Adult with oropharyngeal pruritus and urticaria minutes after peanut ingestion. Needs to continue antihistamines for a comorbid condition. What is the best first-line test?

  1. Total IgE
  2. Serum specific IgE (peanut)
  3. Phadiatop panel
  4. Direct oral food challenge without prior testing
See answer
✅ b) Serum specific IgE (peanut).
Rationale: If prick testing is contraindicated/unavailable (e.g., antihistamines cannot be stopped), order specific IgE to the suspected allergen. Inhalant panels are not for food allergy screening; total IgE is not useful for routine screening.

Case 3 — Panel interpretation and next step

Patient with perennial rhinitis. Inhalant panel (Phadiatop) positive (≥0.35 PAU/L). What is the most useful next step?

  1. Total IgE to quantify atopy
  2. Request targeted individual specific IgE (e.g., Dermatophagoides, relevant pollens)
  3. Repeat the same panel in 1 week
  4. Make a definitive diagnosis based on the panel alone
See answer
✅ b) Request targeted individual specific IgE.
Rationale: A positive panel indicates atopy and guides the selection of specific IgE to confirm clinically relevant sensitisation. Total IgE adds no value for routine screening.

Frequently Asked Questions about Allergic Disease (screening and testing)

1) When should I choose a prick test instead of lab tests?

Whenever available and not contraindicated, the prick test is the first step for screening respiratory/inhalant allergy. It confirms sensitisation when consistent with the clinical history. Laboratory tests (specific IgE/panels) are alternatives if prick testing is unavailable or contraindicated.

2) In which situations should I order IgE panels (Phadiatop/Fx5)?

Use as laboratory screening when a prick test cannot be performed or as an initial focused complement. Phadiatop covers inhalants; Fx5 covers common foods. A positive panel guides the selection of individual specific IgE.

3) How do I interpret a positive mixed panel?

Results at or above ~0.35 PAU/L indicate atopy/sensitisation to the tested mixture. They do not, by themselves, confirm disease. The next step is to order individual specific IgE to the most likely allergen(s) based on history.

4) Is total IgE useful for screening?

No for routine screening (respiratory or food). Reserve it for particular situations (e.g., ABPA, determining the initial omalizumab dose, hyper-IgE syndromes).

5) When is the prick test contraindicated?

If the patient cannot withhold antihistamines/tricyclic antidepressants, has extensive dermatosis/dermographism, or there is a high risk of reaction. In such cases, prioritise serum specific IgE.

6) How should I choose individual specific IgE tests?

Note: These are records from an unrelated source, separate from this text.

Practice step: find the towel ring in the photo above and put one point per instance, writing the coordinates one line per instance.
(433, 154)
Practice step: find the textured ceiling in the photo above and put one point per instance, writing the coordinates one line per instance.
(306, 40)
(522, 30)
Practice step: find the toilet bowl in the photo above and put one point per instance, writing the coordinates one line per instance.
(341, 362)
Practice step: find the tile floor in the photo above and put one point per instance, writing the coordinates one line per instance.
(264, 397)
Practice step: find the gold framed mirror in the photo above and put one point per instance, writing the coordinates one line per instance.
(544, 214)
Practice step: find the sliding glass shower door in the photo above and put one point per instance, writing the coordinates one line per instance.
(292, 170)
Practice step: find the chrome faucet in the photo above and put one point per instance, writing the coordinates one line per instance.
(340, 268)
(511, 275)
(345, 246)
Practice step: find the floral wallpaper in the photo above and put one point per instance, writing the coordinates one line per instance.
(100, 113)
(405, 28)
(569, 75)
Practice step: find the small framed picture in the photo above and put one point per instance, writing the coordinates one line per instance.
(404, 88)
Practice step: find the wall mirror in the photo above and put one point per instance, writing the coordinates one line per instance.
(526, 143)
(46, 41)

Select 1–2 allergens per group, guided by history/exposure (e.g., mites and grasses in rhinitis; peanut/milk/egg in food allergy). Avoid indiscriminate “large panels”.

7) Negative prick test but strong clinical suspicion: what to do?

Order targeted serum specific IgE. Reconsider timing (seasonality, age) and differential diagnoses. In food allergy, consider supervised oral challenge when indicated and safe.

8) Differences between children and adults in food allergy?

In children, key allergens include milk, egg, fish, wheat, soy, peanut; in adults, fresh fruits, shellfish and fish are prominent. Test selection should reflect these profiles and exposure history.

9) How to prepare the patient for a prick test?

Stop antihistamines in advance (according to half-life), avoid creams/dermographism at the site, and ensure clinical stability. Document interfering drugs (e.g., tricyclic antidepressants).

10) When to consider specific immunotherapy?

In patients with persistent symptoms despite avoidance and optimised pharmacotherapy, with documented sensitisation and a clear clinical relationship to the allergen. It should be assessed and prescribed by an experienced team.